Un jour je fus convoquée dans un bureau où m’attendait une assistante sociale. J’ai appris par la suite que j’étais son premier cas…je me souviens que je n’ai pas été aimable, répondant à ses questions par des « ça ne vous regarde pas » mutisme, mais politesse malgré tout…Elle me demanda si j’acceptais de voire ma mère ? quelle question ? J’étais prête à pactiser avec le diable lui même, s’il s’était présenté…Mais gardant une dignité de façade, j’acceptais du bout des lèvres.
Une semaine après cette entrevue je fus convoquée au parloir, Maman était venue …
Je pouvais dialoguer, poser des questions, savoir enfin ou j’en étais ?
Ma situation n’était pas brillante, accusée de vagabondage pour le moins, je devais passer en jugement, ma mère ne pouvait plus arrêter le processus… elle s’était adressée à une amie parlant un français impeccable ; il faut dire que maman jusqu’à la fin de sa vie n’a jamais pu parler correctement notre langue, qu’elle avait pourtant apprise en Russie… cela faisait partie de son folklore, mais elle n’aurait pas pu prendre ma défense devant le juge…
J’avais droit à une visite tous les quinze jours. Je savais que quelqu’un avait pris mon destin en main…Les sévices et la cruauté n’avaient plus le même impact sur moi…

IV

A la demande de mon assistance sociale, tenant compte de mon jeune âge, je fus envoyé à l’orphelinat…pour mon bien !
Le règlement était tout à fait différent, considérée comme « criminelle », j’étais reléguée aux travaux ménagers et à la cuisine avec interdiction formelle de parler aux pensionnaires de l’orphelinat ; nous étions plusieurs dans le même cas, soigneusement séparées pour ne pas communiquer entre nous…

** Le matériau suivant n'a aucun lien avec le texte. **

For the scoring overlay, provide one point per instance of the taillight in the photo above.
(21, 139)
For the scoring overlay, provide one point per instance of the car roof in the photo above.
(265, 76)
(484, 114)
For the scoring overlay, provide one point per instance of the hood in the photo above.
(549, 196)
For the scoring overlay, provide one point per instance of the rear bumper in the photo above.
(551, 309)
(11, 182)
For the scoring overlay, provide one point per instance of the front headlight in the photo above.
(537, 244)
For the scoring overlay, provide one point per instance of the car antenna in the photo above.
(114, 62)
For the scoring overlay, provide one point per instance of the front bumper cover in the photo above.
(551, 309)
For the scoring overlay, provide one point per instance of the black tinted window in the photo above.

Les pensionnaires nous toisaient en nous considéraient comme leurs servantes, ce que nous étions.
Les visites étaient interdites et ce fut pour moi une époque très pénible…

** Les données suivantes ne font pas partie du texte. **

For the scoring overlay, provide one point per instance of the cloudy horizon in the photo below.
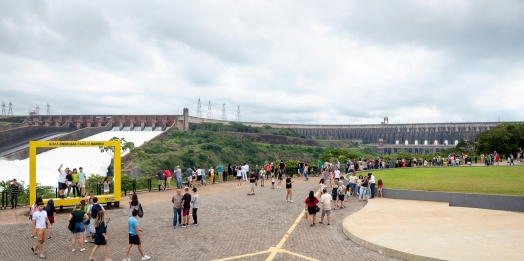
(311, 62)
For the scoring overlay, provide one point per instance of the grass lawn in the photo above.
(504, 180)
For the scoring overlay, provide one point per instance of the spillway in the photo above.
(89, 158)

Un soir l’on me prévient que je retournais à l’assistance publique, sans explications…
Je trouve que c’était une cruauté mentale que de laisser l’enfant que j’était dans l‘ignorance totale de son sort. Avais-je commis une faute ? avais-je mal fait le ménage ou les lits ?
Après une nuit blanche, je revêtis mon uniforme blouse à carreaux et cape bleue nuit, une personne inconnue m’emmena à Denfer Rochereau où je retrouvais avec joie mes anciennes camarades…
« Mais non, grosse bête, c’est ton jugement cet après midi » me dit l’une d’elle…nous étions une quarantaine à passer au Palais de Justice.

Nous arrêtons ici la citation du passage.